Kendi kendimize her şeye (satın alma, stoklama, satış, müşteri, sevk, hesap vb.) yetebildiğimiz bu ölçekte kalıp işimizi daha büyütmeden verimliliği, karlılığı artırma konusuna mı odaklanalım?
Yoksa...
Yakaladığımız ivmeyi sürdürüp her açıdan büyüyerek; yeni ürün veya hizmetler geliştirerek, yeni şubeler, birimler oluşturarak büyük ciro ve kar hedeflerini mi yakalayalım?

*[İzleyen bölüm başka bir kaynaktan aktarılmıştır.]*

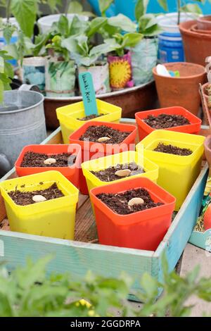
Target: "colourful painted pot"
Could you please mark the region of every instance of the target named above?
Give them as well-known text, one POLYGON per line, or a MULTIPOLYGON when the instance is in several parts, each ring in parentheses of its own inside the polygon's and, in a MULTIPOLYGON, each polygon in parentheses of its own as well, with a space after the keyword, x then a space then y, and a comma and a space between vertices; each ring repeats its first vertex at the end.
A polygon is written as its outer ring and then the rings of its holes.
POLYGON ((132 87, 132 58, 128 51, 123 56, 108 55, 110 85, 113 89, 122 89, 124 87, 132 87))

Girişte yüksek lisans öğrenciliğim dönemimden verdiğim örnekte bu aşamaya gelmiş reklam şirketi, genişlemeyi değil verimlilik yoluyla karlılığını sürdürme tercihinde bulunmuştu. Örnek güzeldi, doğruydu ama her işveren, patron için mutlaka öneremeyiz. Öyle olsa teknolojik yenilikler, gelişmeler olmaz; global arenada yer edinebilmeniz olanaksıza yakın olur, bazen de pazarın size altın tepsi de sunmuş olduğu fırsatı tepmiş olursunuz.
Onun için her bir seçeneği kendi özelinde, iç ve dış koşullarını bir arada değerlendirmek gerekiyor. Burada sayfalarca “Durumsallık Analizini” izah etmek yerine farazi bir iş kolundan, örnekleyerek konuyu pekiştirebileceğimi düşünüyorum.

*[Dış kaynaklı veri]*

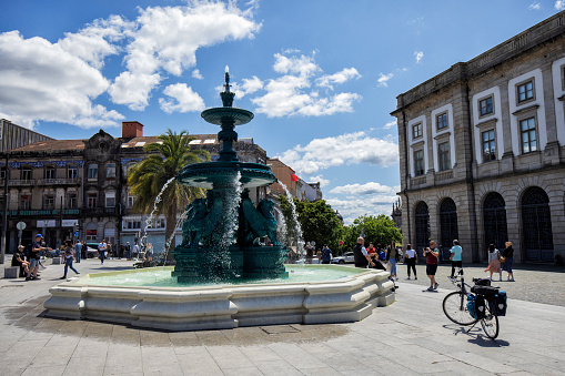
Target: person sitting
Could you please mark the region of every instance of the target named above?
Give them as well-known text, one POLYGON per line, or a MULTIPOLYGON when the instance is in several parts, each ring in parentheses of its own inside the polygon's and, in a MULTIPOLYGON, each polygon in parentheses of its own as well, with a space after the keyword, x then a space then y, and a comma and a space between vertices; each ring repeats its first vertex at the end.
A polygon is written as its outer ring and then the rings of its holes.
POLYGON ((30 263, 26 261, 26 255, 23 254, 23 251, 26 247, 23 245, 18 245, 18 251, 12 256, 12 266, 19 266, 20 267, 20 277, 24 277, 28 275, 29 265, 30 263))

Bulunduğunuz kentin bir semtinde gıda perakendeciliği ile başladığınız işinizi; bir müddet sonra işe, sektöre hakim olmanız, zaman kavramına takılmayan çalışkanlığınız, ana üreticilerin bir çoğunu da tanımış olmanızı da değerlendirerek gıda toptancılığına geçerek sürdürdünüz. Başarılı da oldunuz. Performansınız, tedarikçilere ödemelerinizdeki hassasiyetiniz, müşterilerinize olan saygı ve samimiyetiniz üretici firmaların da dikkatini çekti; sizi kritik ürünlerde, fiyat geçişlerinde de korudular, desteklediler. Ama siz gıda malzemeleri depo – toptancılığında bölgenizde lider olarak kalıp, verimliği artırmaya odaklanmak yerine faaliyet alanınıza marketçiliği de dahil ederek yatay genişlemeyi, hacimsel büyümeyi tercih ettiniz. Bu tercihte, bu yönde karar alınmasında elbette birçok parametre etkili olmuştur.

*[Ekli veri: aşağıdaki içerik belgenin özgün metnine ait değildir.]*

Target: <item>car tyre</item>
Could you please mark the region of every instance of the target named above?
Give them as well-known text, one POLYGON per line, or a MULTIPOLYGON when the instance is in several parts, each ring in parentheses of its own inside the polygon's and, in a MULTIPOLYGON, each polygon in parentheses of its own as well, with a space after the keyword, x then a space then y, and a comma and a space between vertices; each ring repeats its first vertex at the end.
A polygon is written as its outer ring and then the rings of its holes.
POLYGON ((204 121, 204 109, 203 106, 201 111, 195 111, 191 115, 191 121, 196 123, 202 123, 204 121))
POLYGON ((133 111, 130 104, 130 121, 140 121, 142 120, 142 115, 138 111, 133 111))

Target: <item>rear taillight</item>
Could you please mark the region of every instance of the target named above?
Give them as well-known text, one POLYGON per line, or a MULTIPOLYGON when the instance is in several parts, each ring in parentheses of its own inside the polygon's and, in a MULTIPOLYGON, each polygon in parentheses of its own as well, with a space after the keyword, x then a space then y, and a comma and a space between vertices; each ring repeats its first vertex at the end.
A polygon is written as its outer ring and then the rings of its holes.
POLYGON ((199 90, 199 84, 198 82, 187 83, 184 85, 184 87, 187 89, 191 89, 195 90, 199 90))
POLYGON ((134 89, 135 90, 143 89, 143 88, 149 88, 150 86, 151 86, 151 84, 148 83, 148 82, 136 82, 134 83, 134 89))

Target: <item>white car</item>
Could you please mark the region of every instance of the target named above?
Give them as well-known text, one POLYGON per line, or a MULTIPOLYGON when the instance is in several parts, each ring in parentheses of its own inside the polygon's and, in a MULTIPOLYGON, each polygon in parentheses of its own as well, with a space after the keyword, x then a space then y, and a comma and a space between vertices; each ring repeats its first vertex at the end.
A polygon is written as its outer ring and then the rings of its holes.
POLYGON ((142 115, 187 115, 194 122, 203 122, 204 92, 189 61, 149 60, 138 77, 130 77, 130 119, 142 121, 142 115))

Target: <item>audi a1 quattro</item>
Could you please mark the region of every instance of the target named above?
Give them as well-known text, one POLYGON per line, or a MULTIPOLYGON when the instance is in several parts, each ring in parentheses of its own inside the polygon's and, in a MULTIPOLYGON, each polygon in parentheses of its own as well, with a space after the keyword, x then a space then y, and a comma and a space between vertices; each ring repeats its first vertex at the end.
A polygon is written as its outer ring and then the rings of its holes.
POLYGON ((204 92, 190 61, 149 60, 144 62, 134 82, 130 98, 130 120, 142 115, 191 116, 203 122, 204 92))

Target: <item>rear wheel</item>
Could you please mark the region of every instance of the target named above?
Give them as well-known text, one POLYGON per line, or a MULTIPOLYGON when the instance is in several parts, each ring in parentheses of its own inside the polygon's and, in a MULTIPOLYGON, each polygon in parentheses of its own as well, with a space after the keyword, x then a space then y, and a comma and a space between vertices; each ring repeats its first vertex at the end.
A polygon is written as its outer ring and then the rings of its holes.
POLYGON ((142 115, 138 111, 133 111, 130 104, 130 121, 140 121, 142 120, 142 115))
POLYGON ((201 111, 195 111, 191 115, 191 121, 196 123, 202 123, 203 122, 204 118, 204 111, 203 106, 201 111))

KARAR ÖNCESİNDE TÜM PARAMETRELERİ TARTMALI
Birincisi tedarikçiler yanında lokasyondaki toplu tüketim müşteri grupları üzerinde saygınlık sağlamış, diğer gereksinimlerini de temin edebilme avantajına sahip olabilmenin verdiği cesaretle yakalanmış ticari ivme, artık ailenin yeni kuşaklarının da işe dahil olmasıyla aileyi daha büyük hedefler-pazarlar için yüreklendirmiş, potansiyeli kullanma, değerlendirme arzusunu ortaya koymuştur.
Diğeri ise -belki daha da önemlisi- ülkede, pazarda değişen dinamikler ve konjonktürün etkisidir. Her köşe başındaki küçük perakendeciler yerine daha çok ürünün bir arada satıldığı, tüketicinin de tercih ettiği satış ortamları; marka olabilmenin, çok büyüyebilmenin ana formülü olarak gözükmektedir.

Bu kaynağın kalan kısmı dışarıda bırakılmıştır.